To My Dear Friend, Atom,

 

Atom, you've been such a close friend to little Me.

You've defined my existence so positively

By keeping an ion Me and letting me stay.

Atom, please don't take this in a negative way,

But I feel that I must now step aside

There's this little thing I can no longer hide.

 

Water'm about to say isn't easy.

I can't help but feel a bit queasy.

Someone else has charged into my life.

I'm attracted to this someone.  Now I feel strife

Because I've shed my negative thoughts on you.

I feel as if I owe something to you.

 

What I propose is an exchange.

My new friend says it can be arranged.

If you could share your sorrows and woe

With my friend's other friend, I'm sure it would go.

I'm afraid I need variance and this is the only solution.
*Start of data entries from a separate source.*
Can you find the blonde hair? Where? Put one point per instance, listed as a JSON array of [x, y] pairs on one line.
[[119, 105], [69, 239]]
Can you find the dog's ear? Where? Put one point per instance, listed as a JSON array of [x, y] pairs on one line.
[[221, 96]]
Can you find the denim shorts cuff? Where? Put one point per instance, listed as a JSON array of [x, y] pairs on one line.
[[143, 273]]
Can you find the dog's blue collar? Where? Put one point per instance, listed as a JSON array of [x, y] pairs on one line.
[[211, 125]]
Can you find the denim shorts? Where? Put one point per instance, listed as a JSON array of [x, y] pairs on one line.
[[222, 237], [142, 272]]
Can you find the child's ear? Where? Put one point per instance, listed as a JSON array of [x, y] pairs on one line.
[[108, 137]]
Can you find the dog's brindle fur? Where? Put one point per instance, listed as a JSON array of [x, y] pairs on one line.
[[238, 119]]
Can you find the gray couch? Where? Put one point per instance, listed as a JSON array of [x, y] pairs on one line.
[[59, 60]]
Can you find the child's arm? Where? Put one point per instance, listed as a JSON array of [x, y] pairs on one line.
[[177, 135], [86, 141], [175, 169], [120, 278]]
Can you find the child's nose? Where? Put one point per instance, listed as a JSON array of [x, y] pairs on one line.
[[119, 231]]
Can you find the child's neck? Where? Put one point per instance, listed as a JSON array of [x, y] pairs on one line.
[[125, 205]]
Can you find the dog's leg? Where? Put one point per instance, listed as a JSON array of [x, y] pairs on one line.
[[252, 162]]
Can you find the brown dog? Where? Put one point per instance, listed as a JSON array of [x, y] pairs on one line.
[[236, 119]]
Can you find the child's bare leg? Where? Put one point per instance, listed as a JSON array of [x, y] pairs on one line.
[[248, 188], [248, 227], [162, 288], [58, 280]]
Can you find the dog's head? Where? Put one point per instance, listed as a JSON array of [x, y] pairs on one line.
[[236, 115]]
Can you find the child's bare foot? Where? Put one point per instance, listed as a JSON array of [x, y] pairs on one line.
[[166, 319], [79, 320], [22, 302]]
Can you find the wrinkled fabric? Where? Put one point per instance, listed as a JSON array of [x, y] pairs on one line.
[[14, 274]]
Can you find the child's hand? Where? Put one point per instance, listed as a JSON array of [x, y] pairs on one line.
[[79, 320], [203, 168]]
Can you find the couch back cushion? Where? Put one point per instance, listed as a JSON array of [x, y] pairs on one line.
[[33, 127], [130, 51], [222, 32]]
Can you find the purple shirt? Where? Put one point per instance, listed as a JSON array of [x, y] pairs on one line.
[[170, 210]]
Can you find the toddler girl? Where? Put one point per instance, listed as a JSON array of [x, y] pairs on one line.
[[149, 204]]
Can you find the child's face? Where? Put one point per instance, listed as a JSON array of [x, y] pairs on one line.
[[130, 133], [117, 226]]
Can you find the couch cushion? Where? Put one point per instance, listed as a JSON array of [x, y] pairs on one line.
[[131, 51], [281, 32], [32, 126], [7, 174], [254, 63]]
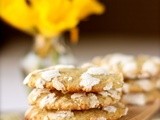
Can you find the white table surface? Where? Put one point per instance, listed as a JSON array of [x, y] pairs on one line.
[[13, 96]]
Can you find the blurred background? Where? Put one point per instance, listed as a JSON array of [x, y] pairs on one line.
[[126, 26]]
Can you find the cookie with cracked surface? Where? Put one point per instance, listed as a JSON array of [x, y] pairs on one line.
[[106, 113], [72, 101], [71, 79], [141, 98]]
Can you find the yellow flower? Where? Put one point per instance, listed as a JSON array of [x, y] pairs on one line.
[[48, 17]]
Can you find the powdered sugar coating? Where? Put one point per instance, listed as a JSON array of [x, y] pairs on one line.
[[130, 69], [110, 109], [49, 74], [35, 94], [112, 93], [57, 84], [108, 86], [119, 58], [88, 81], [101, 118], [50, 98], [77, 95], [60, 115], [135, 99], [97, 71], [64, 66], [40, 83], [93, 100], [145, 84]]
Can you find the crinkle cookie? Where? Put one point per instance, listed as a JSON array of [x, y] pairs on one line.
[[106, 113], [140, 99], [132, 67], [141, 85], [71, 79], [72, 101]]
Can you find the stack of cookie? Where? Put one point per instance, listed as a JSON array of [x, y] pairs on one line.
[[141, 76], [70, 93]]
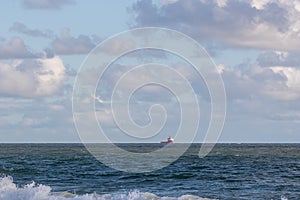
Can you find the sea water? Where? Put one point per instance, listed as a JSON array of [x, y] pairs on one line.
[[230, 171]]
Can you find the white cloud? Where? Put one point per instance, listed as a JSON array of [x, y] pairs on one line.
[[264, 24], [15, 48], [32, 77], [22, 28], [46, 4], [67, 44]]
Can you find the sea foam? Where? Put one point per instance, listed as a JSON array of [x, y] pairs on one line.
[[10, 191]]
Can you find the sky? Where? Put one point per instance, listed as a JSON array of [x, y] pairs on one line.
[[255, 45]]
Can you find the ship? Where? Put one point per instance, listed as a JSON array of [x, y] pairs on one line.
[[169, 141]]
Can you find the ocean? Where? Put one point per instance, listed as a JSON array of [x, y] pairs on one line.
[[230, 171]]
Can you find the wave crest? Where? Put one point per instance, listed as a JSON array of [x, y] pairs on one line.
[[10, 191]]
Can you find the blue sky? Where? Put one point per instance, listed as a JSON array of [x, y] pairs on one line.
[[255, 45]]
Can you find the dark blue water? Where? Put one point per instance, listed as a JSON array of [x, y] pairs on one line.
[[230, 171]]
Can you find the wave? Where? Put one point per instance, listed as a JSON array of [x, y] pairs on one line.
[[10, 191]]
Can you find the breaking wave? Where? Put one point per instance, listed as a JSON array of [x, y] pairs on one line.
[[10, 191]]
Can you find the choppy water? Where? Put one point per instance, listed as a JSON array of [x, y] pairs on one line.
[[230, 171]]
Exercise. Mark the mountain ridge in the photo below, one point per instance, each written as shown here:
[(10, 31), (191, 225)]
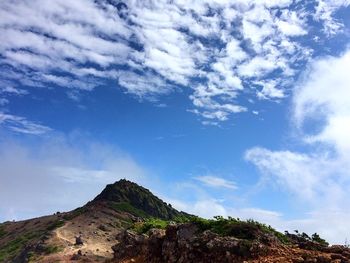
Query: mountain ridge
[(127, 223)]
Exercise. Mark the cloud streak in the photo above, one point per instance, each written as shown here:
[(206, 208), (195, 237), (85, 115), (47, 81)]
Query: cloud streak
[(221, 51), (319, 177)]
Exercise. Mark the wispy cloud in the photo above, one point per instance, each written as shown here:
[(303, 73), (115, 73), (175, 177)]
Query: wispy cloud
[(219, 50), (319, 177), (214, 181), (57, 174), (22, 125)]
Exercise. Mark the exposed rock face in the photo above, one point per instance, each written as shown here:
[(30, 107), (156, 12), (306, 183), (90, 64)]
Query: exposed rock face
[(126, 192), (183, 243)]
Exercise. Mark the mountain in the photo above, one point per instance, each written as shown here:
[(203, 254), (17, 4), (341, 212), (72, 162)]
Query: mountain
[(128, 196), (127, 223)]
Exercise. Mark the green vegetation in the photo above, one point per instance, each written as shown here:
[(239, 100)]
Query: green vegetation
[(249, 229), (2, 231), (130, 197), (74, 213), (127, 207)]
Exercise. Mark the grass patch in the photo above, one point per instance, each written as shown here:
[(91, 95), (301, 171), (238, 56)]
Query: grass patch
[(127, 207), (2, 231), (74, 213), (248, 230)]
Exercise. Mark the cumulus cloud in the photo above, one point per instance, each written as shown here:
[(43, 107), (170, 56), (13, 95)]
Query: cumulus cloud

I just hope that these words won't be your pollution.

 

I hope you react with some enthusiasm

Because I really don't mean to desert you, Atom.

This friend has had an ion Me, too

And wants to keep me from being blue.

I don't want you to suffer as I turn away,

But I'm afraid that this must happen today.

 

Our friendship was great.  Please don't be bitter

But when times change, lives twitter.

There's just one thing I would like to know:

Water you going to do when I go?

Will you leave forever to be another's savior?

Or will you float around here and be my NaBr?

         

I--I feel as if I've lost my valance,

I'm dizzy.  I'm spinning.  I need your talents,

But I've pushed you away now, and I'm sad, too.

My new friend likes my sorrow, so I must remain blue.

But my new friend is so neutral and has no emotion.

All I hear is "OH" and undying devotion.

 

The charge that I saw in my friend is now gone.

My excitement fades as my friend adds weight on.

My friend is just heavier, but still neutral somehow.

I have tremendously erred; I know that now.

I understand, my NaBr, that I can't return to you.

I guess, Atom, that's life.  Water you going to do?